Re: several problems in pg_receivexlog

From: Fujii Masao <masao(dot)fujii(at)gmail(dot)com>
To: Magnus Hagander <magnus(at)hagander(dot)net>
Cc: PostgreSQL-development <pgsql-hackers(at)postgresql(dot)org>
Subject: Re: several problems in pg_receivexlog
Date: 2012-07-17 17:58:38
Message-ID: CAHGQGwGxW85ncRJQjk3-p8Z=D_q+dkHq4oJ4xCd4ki6Xx=Tq+Q@mail.gmail.com
Views: Raw Message | Whole Thread | Download mbox | Resend email
Thread:
Lists: pgsql-hackers

On Fri, Jul 13, 2012 at 1:15 AM, Magnus Hagander <magnus(at)hagander(dot)net> wrote:
> On Thu, Jul 12, 2012 at 6:07 PM, Fujii Masao <masao(dot)fujii(at)gmail(dot)com> wrote:
>> On Thu, Jul 12, 2012 at 8:39 PM, Magnus Hagander <magnus(at)hagander(dot)net> wrote:
>>> On Tue, Jul 10, 2012 at 7:03 PM, Fujii Masao <masao(dot)fujii(at)gmail(dot)com> wrote:
>>>> On Tue, Jul 10, 2012 at 3:23 AM, Fujii Masao <masao(dot)fujii(at)gmail(dot)com> wrote:
>>>>> Hi,
>>>>>
>>>>> I found several problems in pg_receivexlog, e.g., memory leaks,
>>>>> file-descripter leaks, ..etc.

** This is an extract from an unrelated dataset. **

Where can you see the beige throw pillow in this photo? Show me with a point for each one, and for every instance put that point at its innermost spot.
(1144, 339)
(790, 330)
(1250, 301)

The attached patch fixes these problems.
>>>>>
>>>>> ISTM there are still some other problems in pg_receivexlog, so I'll
>>>>> read it deeply later.
>>>>
>>>> While pg_basebackup background process is streaming WAL records,
>>>> if its replication connection is terminated (e.g., walsender in the server
>>>> is accidentally terminated by SIGTERM signal), pg_basebackup ends
>>>> up failing to include all required WAL files in the backup. The problem
>>>> is that, in this case, pg_basebackup doesn't emit any error message at all.
>>>> So an user might misunderstand that a base backup has been successfully
>>>> taken even though it doesn't include all required WAL files.
>>>
>>> Ouch. That is definitely a bug if it behaves that way.
>>>
>>>
>>>> To fix this problem, I think that, when the replication connection is
>>>> terminated, ReceiveXlogStream() should check whether we've already
>>>> reached the stop point by calling stream_stop() before returning TRUE.
>>>> If we've not yet (this means that we've not received all required WAL
>>>> files yet), ReceiveXlogStream() should return FALSE and
>>>> pg_basebackup should emit an error message. Comments?
>>>
>>> Doesn't it already return false because it detects the error of the
>>> connection? What's the codepath where we end up returning true even
>>> though we had a connection failure? Shouldn't that end up under the
>>> "could not read copy data" branch, which already returns false?
>>
>> You're right. If the error is detected, that function always returns false
>> and the error message is emitted (but I think that current error message
>> "pg_basebackup: child process exited with error 1" is confusing....),
>> so it's OK. But if walsender in the server is terminated by SIGTERM,
>> no error is detected and pg_basebackup background process gets out
>> of the loop in ReceiveXlogStream() and returns true.
>
> Oh. Because the server does a graceful shutdown. D'uh, of course.
>
> Then yes, your suggested fix seems like a good one.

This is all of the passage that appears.